Three Months in Tanzania: What Have I Learned?

So I’m back home. Felt strange at first. It’s the little things I miss, like the radio in the morning, the conversations with Ed,  the outdoor lunches, the meetings with “my” team.

Going to a different world leaves traces. Sometimes less when the exposure was minimal and sometimes more, when many touch points with the other culture were made. Having spent three months in Tanzania and reflecting on it I come up with some points where I think I’ve changed somewhat. It’s an integral part of what the Global Citizen experience at Credit Suisse is about: reflection and building awareness.

1. Never Assume
Before starting this assignment I have assumed that after the disbursal of loans everything would be running smoothly. Through more insight I’ve come to the conclusion that there are so many important details to running a Microfinance Institution efficiently that it’s more an art than a business. There sure is the financial side but there are also cultural and people sides to this business. Understanding what drives staff, what delights customers, what the fresh regulator really requires, what competitors do and what investors want is no small achievement. Acting on it becomes a delicate balancing act.

2. Don’t Force It
During my assignment I didn’t have any formal authority. I had only whatever authority and status people attributed to me. However, I realized that telling what to do, insisting or even commanding are not helpful to ensure optimal learning for the recipients. Neither are they helpful to manage people, at least not in all cultures.

toilet_in_living_room
Not sure how happy this woman in South Africa was when the government insisted on installing a toilet in her living room. (Source: Tagblatt Online, 29/05/2010)

 

3. Walk The Talk
I met a vet who had joined his wife on a missionary assignment in Iringa and ended up vaccinating all the chicken in small villages. As a result he got to know poor people really well as he personally caught the hens inside their homes and saw what was there and what was not. He recommends every development agency staff spends some time in the villages to understand what the mission is really about.

I was lucky that my supervisor wanted me to see some branches before starting the improvement project. Even though I’ve merely scratched the surface, I now know the process steps and the reality in the branches better. Which ultimately helped in bridging the gap between headquarter and the branches on some issues.

4. Be Patient
Some time back I joined a mandatory Fire & Evacuation training where 30 people had been invited. Four attendees were present on time and the last participant arrived 32 minutes late. In the end we were 14 participants in total. I’m learning to accept things that don’t work how I think they should.

5. Ask Questions
There were always people in my life asking me questions and making me feel important. Until I found out that they had simply mastered the art of asking and that I was supposed to ask back some questions. So these days I’m asking more questions, which makes any conversation less about me but about the other person or about shared interests.

6. Listen
This is the combination of asking questions and being patient. Listening out the other person is an opportunity to get to know that person and their thought process better.
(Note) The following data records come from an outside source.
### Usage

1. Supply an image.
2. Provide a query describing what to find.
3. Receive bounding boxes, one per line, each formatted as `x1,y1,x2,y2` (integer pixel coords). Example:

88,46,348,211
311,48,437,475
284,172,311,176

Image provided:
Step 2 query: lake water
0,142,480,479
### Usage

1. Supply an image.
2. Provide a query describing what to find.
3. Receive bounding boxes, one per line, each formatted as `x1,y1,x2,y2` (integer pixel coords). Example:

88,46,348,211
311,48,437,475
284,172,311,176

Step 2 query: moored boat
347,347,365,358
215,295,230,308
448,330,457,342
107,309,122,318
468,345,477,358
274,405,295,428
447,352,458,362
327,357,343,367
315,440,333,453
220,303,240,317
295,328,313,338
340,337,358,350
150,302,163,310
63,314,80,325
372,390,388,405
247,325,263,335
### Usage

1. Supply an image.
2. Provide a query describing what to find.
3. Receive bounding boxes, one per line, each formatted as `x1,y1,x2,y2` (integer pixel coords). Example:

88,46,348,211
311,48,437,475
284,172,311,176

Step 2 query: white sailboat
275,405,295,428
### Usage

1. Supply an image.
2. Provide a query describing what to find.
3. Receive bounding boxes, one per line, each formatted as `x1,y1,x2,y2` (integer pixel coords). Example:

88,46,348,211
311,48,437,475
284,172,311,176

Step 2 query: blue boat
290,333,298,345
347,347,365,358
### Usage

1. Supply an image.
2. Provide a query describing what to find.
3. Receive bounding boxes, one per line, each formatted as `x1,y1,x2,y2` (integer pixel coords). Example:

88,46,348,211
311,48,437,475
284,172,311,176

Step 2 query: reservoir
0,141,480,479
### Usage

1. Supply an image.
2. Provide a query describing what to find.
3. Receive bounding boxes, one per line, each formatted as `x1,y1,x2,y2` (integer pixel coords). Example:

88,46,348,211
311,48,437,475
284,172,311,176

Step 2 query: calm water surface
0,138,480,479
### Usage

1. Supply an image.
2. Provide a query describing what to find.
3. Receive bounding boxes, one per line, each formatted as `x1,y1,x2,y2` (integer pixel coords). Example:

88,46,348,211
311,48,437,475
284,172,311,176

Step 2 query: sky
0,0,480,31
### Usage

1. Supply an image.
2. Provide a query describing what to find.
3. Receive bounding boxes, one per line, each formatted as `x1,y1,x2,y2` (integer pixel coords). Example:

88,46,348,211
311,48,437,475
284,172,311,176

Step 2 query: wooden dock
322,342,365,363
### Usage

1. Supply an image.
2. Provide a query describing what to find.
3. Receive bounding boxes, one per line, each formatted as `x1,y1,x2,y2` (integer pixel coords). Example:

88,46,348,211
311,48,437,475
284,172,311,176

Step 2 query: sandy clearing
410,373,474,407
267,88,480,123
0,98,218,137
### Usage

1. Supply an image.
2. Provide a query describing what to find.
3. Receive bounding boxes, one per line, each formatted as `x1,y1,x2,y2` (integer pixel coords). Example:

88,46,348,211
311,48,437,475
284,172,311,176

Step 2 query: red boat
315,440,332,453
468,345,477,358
I found out unexpected things by not interrupting the other person.

7. Build Rapport Before Transacting
There always is some kind of relationship building before Tanzanians get down to business, and be it ever so brief. Not only do they ask each other “how are you?” but they also remember and relate to it at a later time. “How do you do?” is not a set phrase that is answered with the echo “How do you do!”, but instead leads to a real exchange. Sometimes at least. My impression of the FINCA work place is that of a family where all care about each other.

8. Appreciate Product Quality
There doesn’t seem to be a single producer in Tanzania who can galvanize metal well. Every faucet looks bad after a few years and all the corrugated iron roofs become rusty. Lamination on furniture peels off both because of poor glues and because solid wooden furniture is the exception. Services are poor with lots of variance in throughput time and with many defects. The education level of people is low and whatever needs to be of good quality is imported. Infrastructure (roads, rails, water supply, houses) is not maintained well and power outages are normal. There are notable exceptions in some niche areas of woodcraft, agricultural products and where big business resides. I really appreciated them.

9. Accept
Having had the phone snatched from me while I was using it set in motion some thoughts and actions. I did not spend too much time mourning the loss or seeking revenge but through preparation (frequent backups) and willingness to look forward I managed to fix the issue within a few days. Not only could I accept my loss but I also accepted the languid reactions of people around me as they must have had many things stolen from them in their lives. And I’ve had to accept the fact that the Tanzanian public is a bit like the savanna where predators are lurking.

10. Put In The Additional Effort
In spite of all acceptance and patience I also realized that without someone in the driver seat nothing would happen at times. So again and again I would raise a certain topic and ask for a delivery date or suggest action points. It’s all about keeping the momentum.

As these are some small personal behavior changes I doubt that any other person may experience the same. I believe that exposing ourself to something different holds valuable lessons for each of us. Jump in!